Kedua, adanya pencanggihan cara mengemas teks sastra. Kecanggihan ini melahirkan apa yang disebut pasar atau industri sastra. Yang paling cerdas memanfaatkan kecanggihan kemasan tentu saja adalah Dee. Tanpa mengecilkan kualitas Supernova dan kerja keras Dee, pertanyaan bisa kita ajukan:;bisakah kita bayangkan Supernova akan muncul jadi "semacam monumen" tanpa adanya campur tangan popularitas Dee sebagai seorang selebriti? Kita agak ragu menjawabnya
Yang pasti, kepintaran Dee menciptakan momen di tengah stagnannya kualitas karya sastra yang muncul pada masa awal 2000-an menciptakan hasil yang luar biasa.
Peluncuran bukunya dijejali "dewa sastra", sementara karyanya di pasaran diserbu anak-anak remaja. Para siswa SMA yang barangkali sebelumnya tidak begitu suka membaca novel sastra.
Dee dan Djenar seolah mencairkan kebekuan dan keangkeran dunia sastra. Realitas ini cukup menarik karena sebelumnya para penulis perempuan sebenarnya sudah lebih dulu muncul. Misalnya Dorothea Rossa Herliany (Magelang), Abidah El Khalaeqy (Yogyakarta), Ayu Utami (Jakarta), Nenden Lilis A. (Bandung), Helvy Tiana Rosa (Jakarta), Oka Rusmini (Bali), Dyaning Widya Yudistira (Batang, Jakarta), dll.
Namun, toh mereka mau tak mau harus "dibaca" sebagai sastrawan laki-laki. Maksudnya, karena pengarang perempuan yang lebih menulis dan muncul ke permukaan dengan cara "berdarah-darah" itu menekuni sastra yang tergolong sangat serius, publik tak begitu abai terhadap dikotomi pengarang laki-laki-perempuan. Mereka tetap dibaca sebagai "penulis laki-laki" meskipun sejatinya mereka adalah perempuan. Tetapi, begitu yang muncul adalah penulis seperti Dewi Lestari, Jenar Mahesa Ayu, dan Rieke Dyah Pitaloka, yang selama ini lebih dikenal sebagai selebriti, muncul istilah "sastra wangi".

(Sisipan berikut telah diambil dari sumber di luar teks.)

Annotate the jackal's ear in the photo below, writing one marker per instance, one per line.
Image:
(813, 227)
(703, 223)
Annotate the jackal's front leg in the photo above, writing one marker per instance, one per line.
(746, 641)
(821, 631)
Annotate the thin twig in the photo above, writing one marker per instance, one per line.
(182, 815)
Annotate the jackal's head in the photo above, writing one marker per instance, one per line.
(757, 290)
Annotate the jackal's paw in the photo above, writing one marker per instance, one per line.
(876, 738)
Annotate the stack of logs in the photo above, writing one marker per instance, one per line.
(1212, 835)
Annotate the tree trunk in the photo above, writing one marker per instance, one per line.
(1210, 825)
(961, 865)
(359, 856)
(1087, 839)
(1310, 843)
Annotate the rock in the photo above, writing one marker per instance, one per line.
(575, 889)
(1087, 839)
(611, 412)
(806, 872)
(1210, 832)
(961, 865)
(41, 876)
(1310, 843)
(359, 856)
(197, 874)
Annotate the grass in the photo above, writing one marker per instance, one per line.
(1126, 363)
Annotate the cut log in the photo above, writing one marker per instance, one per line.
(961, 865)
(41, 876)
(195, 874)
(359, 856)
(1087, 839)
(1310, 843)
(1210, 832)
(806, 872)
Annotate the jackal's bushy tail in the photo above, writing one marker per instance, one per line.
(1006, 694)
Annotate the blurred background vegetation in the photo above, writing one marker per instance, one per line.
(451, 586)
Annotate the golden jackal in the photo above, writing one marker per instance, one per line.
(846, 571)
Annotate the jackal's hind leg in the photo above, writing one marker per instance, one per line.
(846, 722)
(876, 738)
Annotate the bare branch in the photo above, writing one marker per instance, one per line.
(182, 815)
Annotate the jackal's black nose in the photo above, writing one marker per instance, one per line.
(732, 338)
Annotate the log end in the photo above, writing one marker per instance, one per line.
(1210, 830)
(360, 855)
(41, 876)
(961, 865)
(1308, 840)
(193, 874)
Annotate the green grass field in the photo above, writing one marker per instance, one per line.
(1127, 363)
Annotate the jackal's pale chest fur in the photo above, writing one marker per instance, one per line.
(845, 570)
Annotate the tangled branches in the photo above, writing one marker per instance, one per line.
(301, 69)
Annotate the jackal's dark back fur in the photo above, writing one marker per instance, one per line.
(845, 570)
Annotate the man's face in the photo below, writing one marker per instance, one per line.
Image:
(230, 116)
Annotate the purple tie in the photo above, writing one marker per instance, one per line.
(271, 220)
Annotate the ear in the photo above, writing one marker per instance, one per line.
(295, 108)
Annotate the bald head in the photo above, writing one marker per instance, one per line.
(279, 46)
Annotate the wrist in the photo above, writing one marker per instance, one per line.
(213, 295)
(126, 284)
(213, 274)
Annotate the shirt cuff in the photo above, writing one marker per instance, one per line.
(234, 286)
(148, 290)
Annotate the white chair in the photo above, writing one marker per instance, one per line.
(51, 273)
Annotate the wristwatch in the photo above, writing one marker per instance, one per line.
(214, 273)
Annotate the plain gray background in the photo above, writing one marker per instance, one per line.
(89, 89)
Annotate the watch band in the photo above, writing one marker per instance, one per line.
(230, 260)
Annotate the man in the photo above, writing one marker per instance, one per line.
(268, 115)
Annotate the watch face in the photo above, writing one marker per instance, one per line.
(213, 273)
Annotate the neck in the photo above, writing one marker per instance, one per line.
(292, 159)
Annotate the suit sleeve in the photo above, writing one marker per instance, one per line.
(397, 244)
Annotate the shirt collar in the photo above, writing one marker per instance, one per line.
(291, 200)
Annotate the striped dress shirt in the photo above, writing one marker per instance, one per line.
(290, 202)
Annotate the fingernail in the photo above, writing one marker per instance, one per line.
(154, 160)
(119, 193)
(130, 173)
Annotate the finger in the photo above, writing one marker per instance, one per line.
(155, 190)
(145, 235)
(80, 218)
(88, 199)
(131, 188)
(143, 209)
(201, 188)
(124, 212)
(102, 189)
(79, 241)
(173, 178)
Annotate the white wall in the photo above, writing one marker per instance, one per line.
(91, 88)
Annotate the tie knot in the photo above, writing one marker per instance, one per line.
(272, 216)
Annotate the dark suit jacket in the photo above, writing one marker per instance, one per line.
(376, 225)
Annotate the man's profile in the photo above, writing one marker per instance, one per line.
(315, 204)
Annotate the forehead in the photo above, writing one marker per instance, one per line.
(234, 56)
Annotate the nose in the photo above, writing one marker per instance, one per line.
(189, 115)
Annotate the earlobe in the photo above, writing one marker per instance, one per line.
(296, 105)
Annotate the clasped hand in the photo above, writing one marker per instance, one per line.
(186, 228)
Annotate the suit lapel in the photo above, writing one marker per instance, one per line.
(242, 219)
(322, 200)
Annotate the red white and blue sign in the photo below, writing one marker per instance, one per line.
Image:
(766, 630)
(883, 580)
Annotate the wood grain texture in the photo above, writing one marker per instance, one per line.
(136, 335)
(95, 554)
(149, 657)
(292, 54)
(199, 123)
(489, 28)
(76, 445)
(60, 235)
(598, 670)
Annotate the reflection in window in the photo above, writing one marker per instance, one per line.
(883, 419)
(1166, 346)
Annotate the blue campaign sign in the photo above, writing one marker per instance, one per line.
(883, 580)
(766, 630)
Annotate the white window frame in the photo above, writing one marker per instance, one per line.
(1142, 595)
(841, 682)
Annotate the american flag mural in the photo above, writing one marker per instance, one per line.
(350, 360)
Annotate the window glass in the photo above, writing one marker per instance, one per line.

Meskipun uji kualitas masih bisa dilakukan, dalam perkembangan selanjutnya, sastra wangi acap menjadi semacam olok-olok. Ia kemudian nyaris identik dengan pengertian karya sastra yang diciptakan sastrawan perempuan yang melakukan revolusi penafsiran seksual ke dalam teks atau karya sastra bertabur bahasa seksis yang ditulis sastrawan perempuan. Di sisi lain, sastra wangi juga menunjuk pada pengertian karya sastra yang diciptakan perempuan selebriti.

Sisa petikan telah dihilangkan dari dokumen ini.